Myślę, że wydawca popełnił błąd wprowadzając w krótkim czasie zbyt dużą ilość tytułów, gdyby poczekał aż wprowadzone na początku serie okrzepną i zdobędą mocniejszą pozycję, a dopiero potem ruszył z kolejnymi byłoby lepiej.
Widzę, że chwalicie tytuły które kiedyś bardzo ostro traktowano w recenzjach (np.
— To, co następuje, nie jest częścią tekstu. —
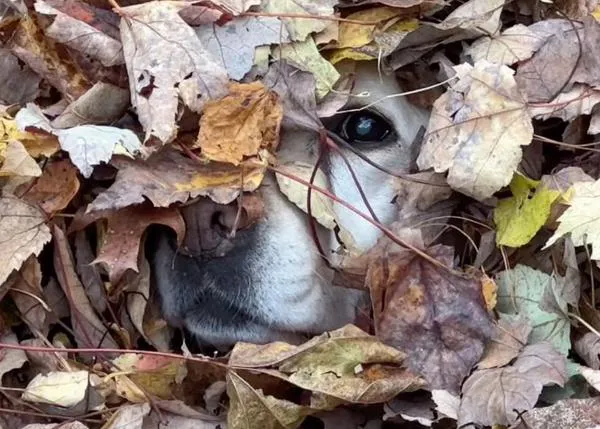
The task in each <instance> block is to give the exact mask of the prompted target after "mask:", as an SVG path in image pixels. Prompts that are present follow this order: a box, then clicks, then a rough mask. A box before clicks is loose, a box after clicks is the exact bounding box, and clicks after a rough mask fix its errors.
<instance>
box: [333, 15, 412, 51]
mask: <svg viewBox="0 0 600 429" xmlns="http://www.w3.org/2000/svg"><path fill="white" fill-rule="evenodd" d="M401 13H402V10H401V9H398V8H392V7H375V8H372V9H365V10H361V11H359V12H355V13H353V14H351V15H348V17H347V18H348V19H351V20H353V21H364V22H373V21H379V22H385V21H387V20H389V19H391V18H394V17H396V16H399V15H400V14H401ZM376 28H377V24H372V25H365V24H355V23H351V22H342V23H341V24H340V33H339V34H340V35H339V39H338V48H360V47H361V46H365V45H366V44H369V43H371V42H372V41H373V32H374V31H375V29H376Z"/></svg>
AQQ), najbardziej chyba pojechał Produkt, gdzie stwierdzono, że Rork to jedyny godny uwagi tytuł Motopolu, no ale oni w ogóle ostro traktowali komiks frankofoński.
Utkwiła mi w pamięci relacja z festiwalu komiksu w Krakowie (jesień 2001), gdzie Xavier Retat (szef wydawnictwa) zapowiadał, że do końca 2002 roku wyda 150 albumów, ostatecznie w tym czasie ukazało się ok. 50, a wszystkich chyba ok 90.
Ja najchętniej poznałbym dalszy ciąg serii Głowy Orłów, ale parę innych tytułów też miło wspominam.